The presence of MAO-B inhibitors in tobacco is well-known. It is less known that MAO-A inhibitors are also present in tobacco leaf, and these have clinically significant effects on MAO-A activity in human smokers:

http://www.pnas.org/content/93/24/14065.short

It is therefore a question of some interest whether the effects of metabolically labile compounds, particularly DMT, may be affected by tobacco use.
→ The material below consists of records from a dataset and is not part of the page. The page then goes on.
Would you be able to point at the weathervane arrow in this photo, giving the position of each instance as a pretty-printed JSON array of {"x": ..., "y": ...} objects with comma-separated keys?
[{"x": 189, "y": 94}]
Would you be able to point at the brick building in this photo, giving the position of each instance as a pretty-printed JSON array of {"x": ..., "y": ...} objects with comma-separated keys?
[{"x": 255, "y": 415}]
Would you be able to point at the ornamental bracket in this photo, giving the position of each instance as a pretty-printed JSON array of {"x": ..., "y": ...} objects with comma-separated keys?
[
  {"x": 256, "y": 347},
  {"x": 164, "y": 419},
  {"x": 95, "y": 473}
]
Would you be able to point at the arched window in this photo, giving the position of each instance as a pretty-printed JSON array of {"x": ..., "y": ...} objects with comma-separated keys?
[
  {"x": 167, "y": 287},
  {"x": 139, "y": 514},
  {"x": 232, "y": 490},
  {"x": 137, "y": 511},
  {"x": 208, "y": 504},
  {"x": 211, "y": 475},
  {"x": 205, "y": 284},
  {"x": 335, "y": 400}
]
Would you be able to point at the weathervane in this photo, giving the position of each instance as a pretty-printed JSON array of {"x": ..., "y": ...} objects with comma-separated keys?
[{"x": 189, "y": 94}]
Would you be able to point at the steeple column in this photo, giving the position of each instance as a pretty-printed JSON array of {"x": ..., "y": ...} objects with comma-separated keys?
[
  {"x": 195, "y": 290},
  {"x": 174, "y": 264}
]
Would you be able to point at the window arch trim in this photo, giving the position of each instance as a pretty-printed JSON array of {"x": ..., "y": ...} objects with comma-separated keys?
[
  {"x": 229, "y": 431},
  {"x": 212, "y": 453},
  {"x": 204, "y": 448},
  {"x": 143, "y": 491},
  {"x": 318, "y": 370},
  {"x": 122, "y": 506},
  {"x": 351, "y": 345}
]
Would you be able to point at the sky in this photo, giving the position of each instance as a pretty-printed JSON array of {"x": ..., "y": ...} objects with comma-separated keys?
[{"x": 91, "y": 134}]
Does anyone have experience with this?

(a more reasonable option for non-smokers is changa, don't smoke cigarettes)
 
I'm not sure that a 'breakthrough' is as quantifiable as mr Mcenna liked to think. I know some people say that it's like an orgasm; when you've had one you know. But I've smoked DMT in all manner of ways in all sorts of quantities. I've been a long way out, all the way to loss of consciousness in fact. I've had a wardrobe get up and start walking towards me, all manner of creatures and people appear out of thin air and with my eyes shut, even the mildest doses these days produce entities that (strangely), seem to be mostly made up of hands.

After all this, I'm still not really sure what a breakthrough is. I can only assume that Mcenna's attempt to create a vocabulary to frame the DMT experience is as lacking as it is useful.

Or maybe it's because I'm a non-smoker.